Vamos para São Paulo, prima. Eu ajudo você.

Tão novinha... Ela tinha o mundo pela frente e o vôpainho já tinha vivido a vida dele. Noventa anos. Ela beirava os vinte e só conhecia aquele mundinho de nada, sem perspectivas de melhoras. Ela protagonizava uma história sem expectadores.           

Vontade de ir, mas e a coragem? Como deixar seu vôpainho? O que ele pensaria?O que os outros falariam? Ah esse controle coletivo, tão pleno de julgamentos, de olhos a seguir passo a passo a vida do outro,mas sem nunca querer trocar de lugar com ele... Pois se trocassem, de quem falariam? Deles mesmos?

Inapta para tomar essa decisão, continuava presa  a uma vida que não lhe oferecia futuro algum. O primo dizia, vamos que eu ajudo você.

Em sua consciência, culpa e vontade de decidir sua vida, estavam cada vez mais presentes.

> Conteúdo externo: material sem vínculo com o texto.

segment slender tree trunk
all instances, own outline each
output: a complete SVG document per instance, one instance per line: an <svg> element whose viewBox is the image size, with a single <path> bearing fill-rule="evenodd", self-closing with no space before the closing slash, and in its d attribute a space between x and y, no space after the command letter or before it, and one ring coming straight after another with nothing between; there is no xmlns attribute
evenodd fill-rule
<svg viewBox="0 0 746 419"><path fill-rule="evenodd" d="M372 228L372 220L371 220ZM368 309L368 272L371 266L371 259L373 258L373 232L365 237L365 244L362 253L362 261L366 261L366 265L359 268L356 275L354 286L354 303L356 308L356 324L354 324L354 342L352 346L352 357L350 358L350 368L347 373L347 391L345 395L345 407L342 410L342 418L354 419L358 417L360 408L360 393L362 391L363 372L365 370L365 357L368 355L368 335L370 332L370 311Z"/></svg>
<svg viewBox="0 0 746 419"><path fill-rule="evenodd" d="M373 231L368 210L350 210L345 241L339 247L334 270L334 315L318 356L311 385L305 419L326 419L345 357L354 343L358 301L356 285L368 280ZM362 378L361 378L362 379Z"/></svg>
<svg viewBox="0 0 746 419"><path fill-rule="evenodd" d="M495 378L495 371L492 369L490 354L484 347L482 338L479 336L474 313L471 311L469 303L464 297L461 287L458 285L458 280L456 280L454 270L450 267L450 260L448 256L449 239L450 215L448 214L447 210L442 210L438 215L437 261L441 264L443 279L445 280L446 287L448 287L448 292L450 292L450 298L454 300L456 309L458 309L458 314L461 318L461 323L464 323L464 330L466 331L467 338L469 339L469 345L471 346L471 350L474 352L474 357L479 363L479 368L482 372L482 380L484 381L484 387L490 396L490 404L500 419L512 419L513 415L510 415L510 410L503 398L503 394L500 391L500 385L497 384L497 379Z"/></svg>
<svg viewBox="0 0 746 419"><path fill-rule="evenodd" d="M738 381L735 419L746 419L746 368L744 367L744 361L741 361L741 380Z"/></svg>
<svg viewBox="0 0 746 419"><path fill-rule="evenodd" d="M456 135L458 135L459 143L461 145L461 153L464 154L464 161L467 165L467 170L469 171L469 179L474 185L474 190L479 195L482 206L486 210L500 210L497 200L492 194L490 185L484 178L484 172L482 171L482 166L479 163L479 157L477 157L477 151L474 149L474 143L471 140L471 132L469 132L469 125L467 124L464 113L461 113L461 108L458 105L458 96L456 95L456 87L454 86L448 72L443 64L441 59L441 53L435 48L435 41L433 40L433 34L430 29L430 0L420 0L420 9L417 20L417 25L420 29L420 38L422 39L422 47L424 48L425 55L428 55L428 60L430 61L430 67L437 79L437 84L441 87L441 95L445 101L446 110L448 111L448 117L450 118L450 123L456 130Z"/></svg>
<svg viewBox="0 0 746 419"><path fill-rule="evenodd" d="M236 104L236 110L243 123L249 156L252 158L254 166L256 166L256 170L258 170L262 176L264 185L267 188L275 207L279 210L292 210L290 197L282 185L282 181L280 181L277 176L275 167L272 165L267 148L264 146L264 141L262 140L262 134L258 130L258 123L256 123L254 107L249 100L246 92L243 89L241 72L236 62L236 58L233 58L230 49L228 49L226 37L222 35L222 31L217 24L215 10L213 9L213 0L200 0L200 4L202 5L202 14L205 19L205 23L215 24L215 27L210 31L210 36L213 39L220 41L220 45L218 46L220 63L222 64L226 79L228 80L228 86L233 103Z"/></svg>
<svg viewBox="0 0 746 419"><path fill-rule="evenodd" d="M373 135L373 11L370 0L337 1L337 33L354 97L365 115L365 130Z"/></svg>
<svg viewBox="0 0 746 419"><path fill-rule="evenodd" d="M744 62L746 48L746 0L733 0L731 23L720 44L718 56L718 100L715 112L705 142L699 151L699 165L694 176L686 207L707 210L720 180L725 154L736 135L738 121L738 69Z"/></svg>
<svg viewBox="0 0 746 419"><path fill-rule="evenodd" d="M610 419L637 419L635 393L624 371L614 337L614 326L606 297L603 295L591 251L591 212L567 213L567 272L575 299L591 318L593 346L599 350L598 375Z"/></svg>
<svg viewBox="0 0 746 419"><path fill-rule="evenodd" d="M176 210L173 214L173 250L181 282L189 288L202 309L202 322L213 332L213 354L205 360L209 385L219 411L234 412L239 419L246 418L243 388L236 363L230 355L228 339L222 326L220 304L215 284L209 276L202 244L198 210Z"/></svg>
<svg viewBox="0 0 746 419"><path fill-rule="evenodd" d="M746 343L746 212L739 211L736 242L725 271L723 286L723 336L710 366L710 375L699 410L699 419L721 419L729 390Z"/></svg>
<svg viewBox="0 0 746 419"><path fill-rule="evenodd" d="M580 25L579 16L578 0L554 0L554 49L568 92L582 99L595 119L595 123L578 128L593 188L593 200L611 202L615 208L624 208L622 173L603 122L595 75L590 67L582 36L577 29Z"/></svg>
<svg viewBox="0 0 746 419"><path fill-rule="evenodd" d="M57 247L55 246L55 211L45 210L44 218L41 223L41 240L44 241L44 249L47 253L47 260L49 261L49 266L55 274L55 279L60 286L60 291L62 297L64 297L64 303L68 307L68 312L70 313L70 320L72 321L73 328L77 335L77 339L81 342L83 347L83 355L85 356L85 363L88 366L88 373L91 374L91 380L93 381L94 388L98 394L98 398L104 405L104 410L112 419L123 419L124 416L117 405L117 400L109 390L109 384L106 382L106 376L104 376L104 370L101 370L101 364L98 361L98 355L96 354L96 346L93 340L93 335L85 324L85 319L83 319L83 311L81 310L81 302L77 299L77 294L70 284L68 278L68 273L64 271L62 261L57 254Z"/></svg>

Depois de algumas hesitações, resolveu que o melhor seria fugir, para não ter que explicar nada a ninguém .Uma das conseqüências “do ficar a qualquer preço” são as moléstias psicossomáticas , diria Gaiarsa. Então...”.

Hora de dormir. Abraça vôpainho com carinho, faz um afago demorado no sempre criança, passeia pela casa e tatua no coração cada detalhe, cada momento em que ali viveu, para que nela fique para sempre. Ad eternum.

Uma sacola de plástico, uma troca de roupa, nem um centavo no bolso e “simbora pra São Paulo”, com o coração apertado,dolorido. Dor doída de doer...

Vida difícil. Comeu o pão que o diabo amassou para ela, que era forte, corajosa, sabia a que veio e foi em frente, comendo pedaço por pedaço, sentindo o gosto da vitória que em breve chegaria.

Se ela era feliz? Certamente o era.

Mas a saudade do vôpainho aumentava a cada dia...

Dois anos se passaram e lá foi ela rever aquele que deixou sem explicação alguma.

Abraços de saudade, a compreensão do vôpainho, o cuidar dele de novo, o depois de alguns dias ouvir as mesmas palavras de sempre, mas com uma visão diferente, que só se consegue a distância. 

E à hora de voltar, a mesma dor doída de doer.